For this example, demand of buses and candidate lines are adapted from [104]

and provided in Appendix Tables A.1 and A.2. Load of buses is taken as 1/4

of the loads given in [104] and bus 6 is also considered as a demand node with

10 MW load. In addition to the transmission line type with 100 MW capacity

given in [104], we include one more transmission line type with 50 MW capacity

(Appendix, Table A.3). Three types of generation plants and five type of sub-

stations are considered for both step-up and transmission substations, and the

characteristics of them are given in Appendix, Tables A.4 and A.5, respectively.

Figure 3.1a and Figure 3.1b present the optimal networks resulting from GTEP

and GSTEP problems, respectively. In the GTEP output, one generation plant

at node 2, and 5 transmission lines are built with the total cost of $229.64M

(Figure 3.1a). Thick lines have 100 MW capacity whereas the other lines have

50 MW capacity. Although it is not explicitly modeled in GTEP problem, there

should be 3 substations: one for step-up substation at node 2 in order to connect

generation plant to the grid and two for transmission substations at nodes 3 and

5, which are required to change the line type or to re-increase voltage of power

in order to decrease power loss due to long distances between the nodes or to

re-route power flow. We calculate the required capacities with respect to the

generation amount and power flows on the lines.

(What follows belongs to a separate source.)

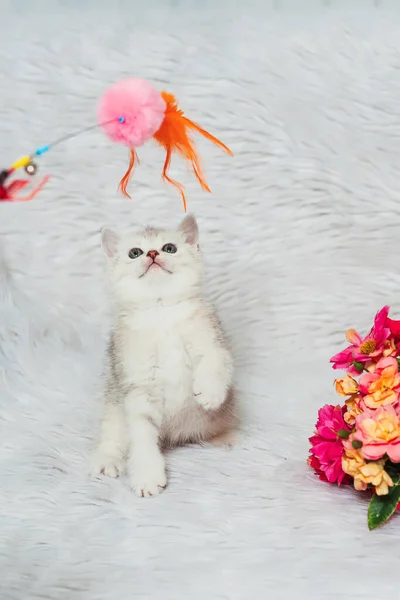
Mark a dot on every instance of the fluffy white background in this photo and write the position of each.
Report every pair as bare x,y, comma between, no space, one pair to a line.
301,239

Using Table A.5 in Appendix,

we then calculate the investment costs of substations and it is equal to $31.44M.

When the costs of substations are added to the optimal cost of the GTEP, which

is $229.64M, the overall cost turns out to be $261.08M. In the GSTEP solution,

with the same parameter setting, we obtain a star network solution (Figure 3.1b),

i.e. power is directly sent to all the demand nodes from generation plant at node

2. In this case, we have only one substation at node 2 and 5 transmission lines,

and the optimal cost of GSTEP is equal to $247.82M. Hence, for this example,

by including decisions related to substations, we decrease the total cost of the

power system by $13.26M and by 5.07%.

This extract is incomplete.